Given that CCSVI explains why PPMS differs from RRMS, as well as the occurrence of previously inexplicable features of MS lesions (e.g. venocentricity, iron deposits), CCSVI becomes a very compelling explanation for the initiation of CNS autoimmunity which drives MS. Further research is needed to confirm this.

Perhaps the most important question that remains is “what is the ultimate cause of the venous drainage problems?” Zamboni and colleagues did not offer any explanations/speculations on this. Hopefully, this question will be the subject of an intensive research effort. It is worth noting that, given adequate vitamin D in childhood prevents MS in most cases, vitamin D supply must have a substantial effect on the venous drainage system.
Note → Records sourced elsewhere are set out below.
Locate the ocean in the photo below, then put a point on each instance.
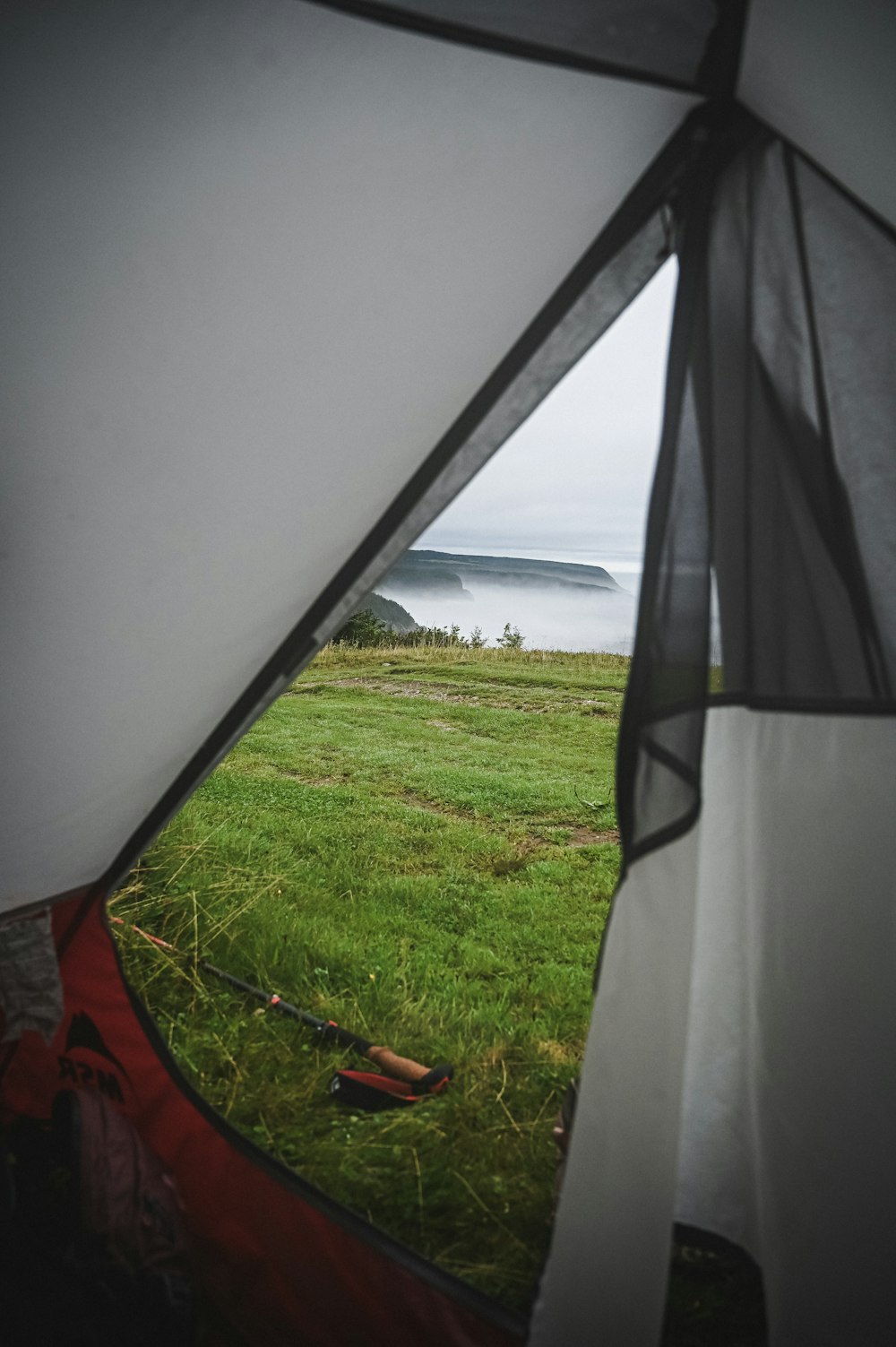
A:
(547, 618)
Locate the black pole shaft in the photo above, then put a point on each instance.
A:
(328, 1031)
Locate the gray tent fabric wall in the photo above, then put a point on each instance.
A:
(235, 238)
(743, 1079)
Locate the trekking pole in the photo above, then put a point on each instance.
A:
(423, 1079)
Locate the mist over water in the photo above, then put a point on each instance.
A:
(548, 617)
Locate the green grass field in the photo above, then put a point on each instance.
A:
(419, 845)
(422, 846)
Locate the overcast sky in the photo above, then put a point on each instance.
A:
(575, 476)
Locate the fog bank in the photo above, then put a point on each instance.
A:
(550, 617)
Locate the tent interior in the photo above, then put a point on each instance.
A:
(280, 278)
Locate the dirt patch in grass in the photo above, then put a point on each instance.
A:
(588, 837)
(441, 693)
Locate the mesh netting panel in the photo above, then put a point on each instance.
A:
(776, 477)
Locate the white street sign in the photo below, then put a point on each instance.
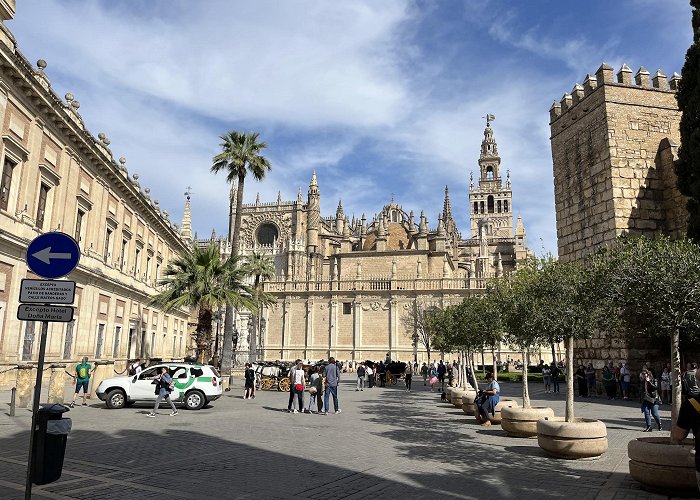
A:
(47, 292)
(34, 312)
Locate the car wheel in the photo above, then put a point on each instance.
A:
(194, 400)
(116, 399)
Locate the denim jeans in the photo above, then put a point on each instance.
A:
(649, 410)
(331, 390)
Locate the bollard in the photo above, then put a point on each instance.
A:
(13, 401)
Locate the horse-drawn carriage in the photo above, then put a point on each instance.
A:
(272, 375)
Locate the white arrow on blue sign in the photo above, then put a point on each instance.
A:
(53, 255)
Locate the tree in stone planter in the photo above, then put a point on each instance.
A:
(655, 286)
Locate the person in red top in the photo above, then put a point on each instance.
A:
(689, 419)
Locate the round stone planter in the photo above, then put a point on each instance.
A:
(583, 438)
(468, 402)
(663, 467)
(522, 422)
(456, 397)
(497, 416)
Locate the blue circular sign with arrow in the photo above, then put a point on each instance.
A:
(53, 255)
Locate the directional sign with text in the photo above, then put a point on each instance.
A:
(47, 292)
(53, 255)
(35, 312)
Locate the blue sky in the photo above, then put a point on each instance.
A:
(380, 98)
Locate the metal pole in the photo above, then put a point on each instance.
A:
(35, 407)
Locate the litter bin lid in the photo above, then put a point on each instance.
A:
(53, 409)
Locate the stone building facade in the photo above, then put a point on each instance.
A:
(614, 140)
(347, 287)
(56, 176)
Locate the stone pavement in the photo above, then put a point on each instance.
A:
(385, 443)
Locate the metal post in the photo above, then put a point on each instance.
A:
(35, 407)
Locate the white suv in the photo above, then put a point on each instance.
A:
(195, 386)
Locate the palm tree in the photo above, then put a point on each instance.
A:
(240, 154)
(201, 279)
(262, 268)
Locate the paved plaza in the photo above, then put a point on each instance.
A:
(385, 443)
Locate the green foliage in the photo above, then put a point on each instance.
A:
(654, 284)
(688, 165)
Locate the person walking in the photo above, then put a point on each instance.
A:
(650, 400)
(163, 388)
(249, 382)
(555, 376)
(408, 375)
(689, 419)
(332, 375)
(547, 378)
(666, 386)
(590, 380)
(361, 372)
(297, 383)
(609, 382)
(83, 371)
(625, 380)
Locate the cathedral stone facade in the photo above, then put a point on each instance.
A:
(348, 287)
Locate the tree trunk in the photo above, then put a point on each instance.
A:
(676, 370)
(570, 379)
(526, 392)
(228, 348)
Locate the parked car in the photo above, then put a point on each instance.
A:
(194, 386)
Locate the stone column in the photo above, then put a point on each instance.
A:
(57, 383)
(103, 370)
(26, 379)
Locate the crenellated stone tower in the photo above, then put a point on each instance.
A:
(490, 201)
(613, 146)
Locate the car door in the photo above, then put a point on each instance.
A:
(142, 386)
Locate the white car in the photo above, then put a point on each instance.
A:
(195, 386)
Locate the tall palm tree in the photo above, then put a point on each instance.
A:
(262, 268)
(240, 154)
(201, 279)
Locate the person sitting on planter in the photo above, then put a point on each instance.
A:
(488, 400)
(689, 419)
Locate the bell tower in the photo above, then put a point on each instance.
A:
(490, 201)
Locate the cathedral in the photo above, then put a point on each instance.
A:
(349, 288)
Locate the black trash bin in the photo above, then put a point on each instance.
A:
(49, 447)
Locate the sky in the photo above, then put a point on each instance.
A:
(383, 99)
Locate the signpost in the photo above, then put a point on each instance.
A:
(50, 255)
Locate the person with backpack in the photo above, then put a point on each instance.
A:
(164, 386)
(360, 377)
(83, 370)
(689, 419)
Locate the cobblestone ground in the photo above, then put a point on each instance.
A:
(385, 443)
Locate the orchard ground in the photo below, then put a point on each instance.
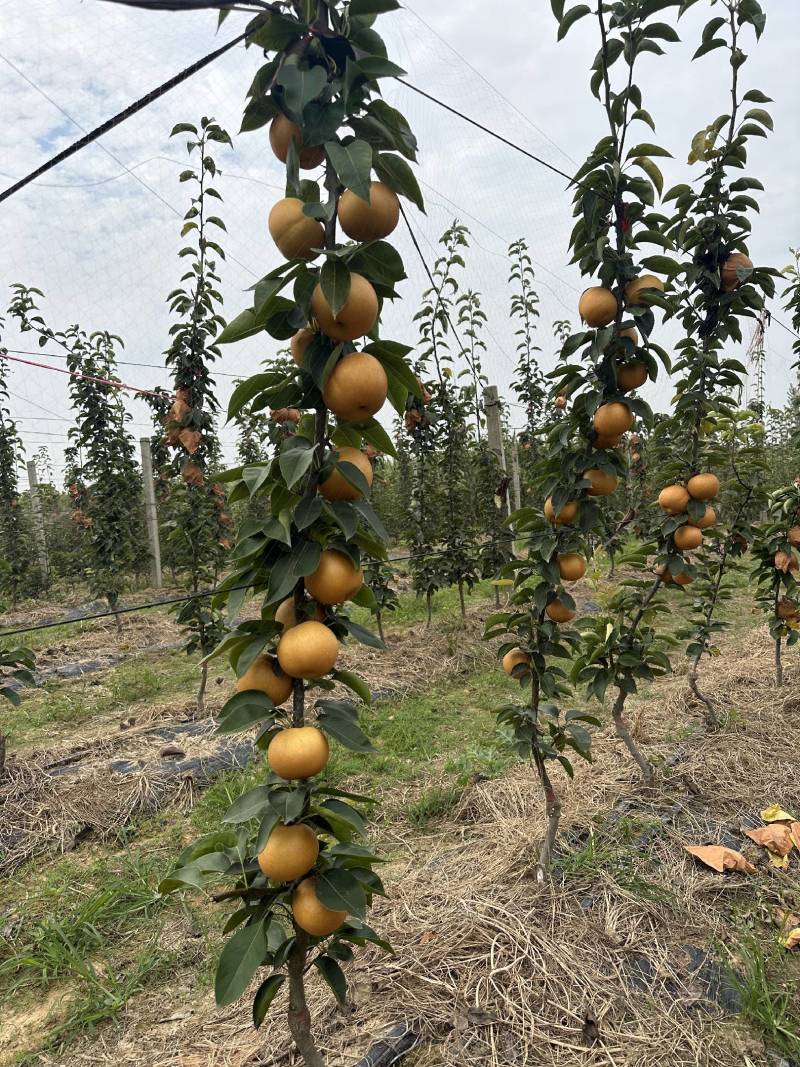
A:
(632, 954)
This new understanding of the MS disease process makes the use of the recommended nutritional strategies even more imperative. These strategies enhance blood flow, strengthen the BBB, counteract autoimmune reactions and quite possibly improve venous drainage from the brain. Overall, the Zamboni work provides further insight into why nutritional strategies work so well for many people.

In answer to the question in the title of this article, I am convinced that CCSVI is a huge breakthrough for MS. Correction of this problem with a relatively simple procedure may well turn out to be a very effective, long lasting, drug-free treatment for MS at the time of diagnosis. However, a great deal of research and clinical testing will have to happen before CCSVI is widely accepted as a key part of MS and the liberation procedure becomes standard procedure. In the past, non-drug treatments for MS have been marginalized, mainly for financial reasons. I predict it will be a long, hard fight to get the treatment of CCSVI from the laboratory to the clinic.